My chest tightens, my fight-or-flight instincts kicking in.

There’s only one way to find out if this is a joke.

I click the message button, and my thumbs hover over the keyboard.

For a moment, I hesitate. My rational brain screams at me to close the app, to forget his smirk and the promise in his words.

But the part of me that craves excitement and the attention of a man just like him—the part that reads the books I do—whispers, just one more message.
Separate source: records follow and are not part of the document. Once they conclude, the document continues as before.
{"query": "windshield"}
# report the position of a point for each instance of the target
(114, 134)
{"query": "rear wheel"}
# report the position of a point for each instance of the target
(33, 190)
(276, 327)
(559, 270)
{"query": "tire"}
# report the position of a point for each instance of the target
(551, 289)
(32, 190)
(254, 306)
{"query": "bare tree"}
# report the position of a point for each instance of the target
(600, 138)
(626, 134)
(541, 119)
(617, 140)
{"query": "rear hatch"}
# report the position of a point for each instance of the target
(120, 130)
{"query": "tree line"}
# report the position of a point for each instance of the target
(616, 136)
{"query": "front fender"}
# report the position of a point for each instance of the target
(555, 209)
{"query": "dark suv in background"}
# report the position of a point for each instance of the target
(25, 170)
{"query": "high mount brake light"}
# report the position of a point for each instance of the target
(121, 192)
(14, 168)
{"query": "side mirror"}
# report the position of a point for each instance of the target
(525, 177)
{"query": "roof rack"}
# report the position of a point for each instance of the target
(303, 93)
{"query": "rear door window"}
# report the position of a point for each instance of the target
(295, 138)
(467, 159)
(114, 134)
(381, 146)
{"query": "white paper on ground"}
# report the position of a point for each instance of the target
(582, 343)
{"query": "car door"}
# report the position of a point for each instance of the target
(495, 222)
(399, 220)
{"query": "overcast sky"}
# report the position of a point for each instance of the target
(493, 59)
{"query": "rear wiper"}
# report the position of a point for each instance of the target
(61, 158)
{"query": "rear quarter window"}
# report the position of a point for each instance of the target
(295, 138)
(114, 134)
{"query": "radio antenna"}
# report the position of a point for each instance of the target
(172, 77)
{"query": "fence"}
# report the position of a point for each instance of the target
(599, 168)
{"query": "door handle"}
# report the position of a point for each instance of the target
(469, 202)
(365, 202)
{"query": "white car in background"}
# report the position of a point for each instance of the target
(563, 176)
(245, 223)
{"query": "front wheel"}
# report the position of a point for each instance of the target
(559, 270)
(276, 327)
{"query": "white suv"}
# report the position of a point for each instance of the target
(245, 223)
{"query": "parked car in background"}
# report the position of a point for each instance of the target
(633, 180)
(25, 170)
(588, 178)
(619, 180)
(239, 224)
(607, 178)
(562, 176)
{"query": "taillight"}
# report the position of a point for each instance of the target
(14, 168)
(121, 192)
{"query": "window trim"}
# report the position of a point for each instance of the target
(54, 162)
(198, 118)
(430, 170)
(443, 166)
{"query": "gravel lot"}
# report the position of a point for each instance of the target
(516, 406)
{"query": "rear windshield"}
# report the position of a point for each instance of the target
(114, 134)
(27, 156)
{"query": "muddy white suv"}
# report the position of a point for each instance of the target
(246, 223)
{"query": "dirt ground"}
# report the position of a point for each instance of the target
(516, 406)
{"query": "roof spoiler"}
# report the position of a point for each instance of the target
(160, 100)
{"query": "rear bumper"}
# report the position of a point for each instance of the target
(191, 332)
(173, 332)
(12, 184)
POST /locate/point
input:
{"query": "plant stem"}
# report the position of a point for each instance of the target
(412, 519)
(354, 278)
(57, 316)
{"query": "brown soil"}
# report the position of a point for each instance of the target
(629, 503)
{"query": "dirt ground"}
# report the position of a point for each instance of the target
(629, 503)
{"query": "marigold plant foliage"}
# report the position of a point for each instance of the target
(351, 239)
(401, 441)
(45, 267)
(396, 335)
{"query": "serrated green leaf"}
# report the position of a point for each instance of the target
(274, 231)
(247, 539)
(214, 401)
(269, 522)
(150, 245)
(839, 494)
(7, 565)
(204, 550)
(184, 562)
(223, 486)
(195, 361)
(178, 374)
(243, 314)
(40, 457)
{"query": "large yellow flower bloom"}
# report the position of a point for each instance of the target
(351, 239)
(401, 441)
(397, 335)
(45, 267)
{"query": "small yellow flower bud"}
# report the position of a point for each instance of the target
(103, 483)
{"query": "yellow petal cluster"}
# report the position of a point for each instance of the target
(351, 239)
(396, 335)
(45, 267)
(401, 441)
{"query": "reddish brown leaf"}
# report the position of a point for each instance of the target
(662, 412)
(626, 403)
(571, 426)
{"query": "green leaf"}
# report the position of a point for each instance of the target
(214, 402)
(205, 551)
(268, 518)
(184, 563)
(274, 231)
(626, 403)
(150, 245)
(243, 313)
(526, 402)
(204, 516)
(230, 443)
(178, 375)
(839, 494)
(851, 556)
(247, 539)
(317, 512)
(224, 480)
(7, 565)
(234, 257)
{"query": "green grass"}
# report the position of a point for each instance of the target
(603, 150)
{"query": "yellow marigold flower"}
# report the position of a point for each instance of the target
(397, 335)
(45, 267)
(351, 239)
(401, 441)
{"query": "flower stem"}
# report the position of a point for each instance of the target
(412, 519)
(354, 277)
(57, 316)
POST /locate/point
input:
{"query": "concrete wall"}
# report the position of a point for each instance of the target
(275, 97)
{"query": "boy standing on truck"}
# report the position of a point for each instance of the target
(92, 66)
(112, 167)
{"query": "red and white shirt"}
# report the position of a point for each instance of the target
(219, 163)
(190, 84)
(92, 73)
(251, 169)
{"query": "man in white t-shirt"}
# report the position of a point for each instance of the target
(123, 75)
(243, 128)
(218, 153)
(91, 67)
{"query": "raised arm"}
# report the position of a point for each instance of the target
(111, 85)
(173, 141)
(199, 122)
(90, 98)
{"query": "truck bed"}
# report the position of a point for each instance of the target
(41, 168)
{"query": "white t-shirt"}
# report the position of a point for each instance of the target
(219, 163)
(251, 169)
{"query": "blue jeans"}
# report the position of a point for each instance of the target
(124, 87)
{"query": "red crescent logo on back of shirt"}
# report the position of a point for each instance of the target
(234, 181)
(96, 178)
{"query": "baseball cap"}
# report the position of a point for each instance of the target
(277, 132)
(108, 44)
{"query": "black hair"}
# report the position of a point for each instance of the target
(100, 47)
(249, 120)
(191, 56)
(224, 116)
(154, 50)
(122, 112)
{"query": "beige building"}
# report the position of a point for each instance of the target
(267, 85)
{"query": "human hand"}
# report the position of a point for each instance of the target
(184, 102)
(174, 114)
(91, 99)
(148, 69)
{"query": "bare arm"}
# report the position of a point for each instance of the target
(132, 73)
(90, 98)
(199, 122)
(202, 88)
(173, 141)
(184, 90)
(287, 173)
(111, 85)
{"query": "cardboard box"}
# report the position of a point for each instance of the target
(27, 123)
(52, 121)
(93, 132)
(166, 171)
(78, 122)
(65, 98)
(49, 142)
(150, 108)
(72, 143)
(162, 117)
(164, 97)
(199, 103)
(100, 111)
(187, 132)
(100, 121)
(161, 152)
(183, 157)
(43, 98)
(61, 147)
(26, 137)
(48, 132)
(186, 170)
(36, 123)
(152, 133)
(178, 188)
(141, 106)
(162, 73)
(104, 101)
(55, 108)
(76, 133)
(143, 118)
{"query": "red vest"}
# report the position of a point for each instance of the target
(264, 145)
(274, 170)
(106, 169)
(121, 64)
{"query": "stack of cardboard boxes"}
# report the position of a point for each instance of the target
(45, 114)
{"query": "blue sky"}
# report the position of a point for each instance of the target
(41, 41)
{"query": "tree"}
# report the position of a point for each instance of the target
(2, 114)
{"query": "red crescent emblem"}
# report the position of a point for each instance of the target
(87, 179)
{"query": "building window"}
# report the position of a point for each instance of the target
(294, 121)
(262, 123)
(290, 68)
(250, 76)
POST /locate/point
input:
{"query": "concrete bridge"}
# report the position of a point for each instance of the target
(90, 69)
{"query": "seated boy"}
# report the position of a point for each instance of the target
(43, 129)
It’s fiction. It’s harmless.

I type the words before I can stop myself.

But before I can hit send, the app pings with another tag. My breath stalls as another video fills the screen.

No. This can’t be happening.

Oh my god. It’s him again, but this time, there’s no leather jacket, nothing but his bare chest, and what a bare chest it is.

Unlike the other men who cover shit up with leather jackets or hoodies, he’s ripped.

Strong, powerful hands anchored on his hips, jeans just low enough to show the hint of dark hair.

My mouth is dry. I swallow, but it doesn’t help. The other videos hinted at how built he was, but…

I choke on a strangled scream as comment after comment pours in.

Do you need a baby mama? Do we need to keep your line of DNA open for the sake of populating the earth? I’m single.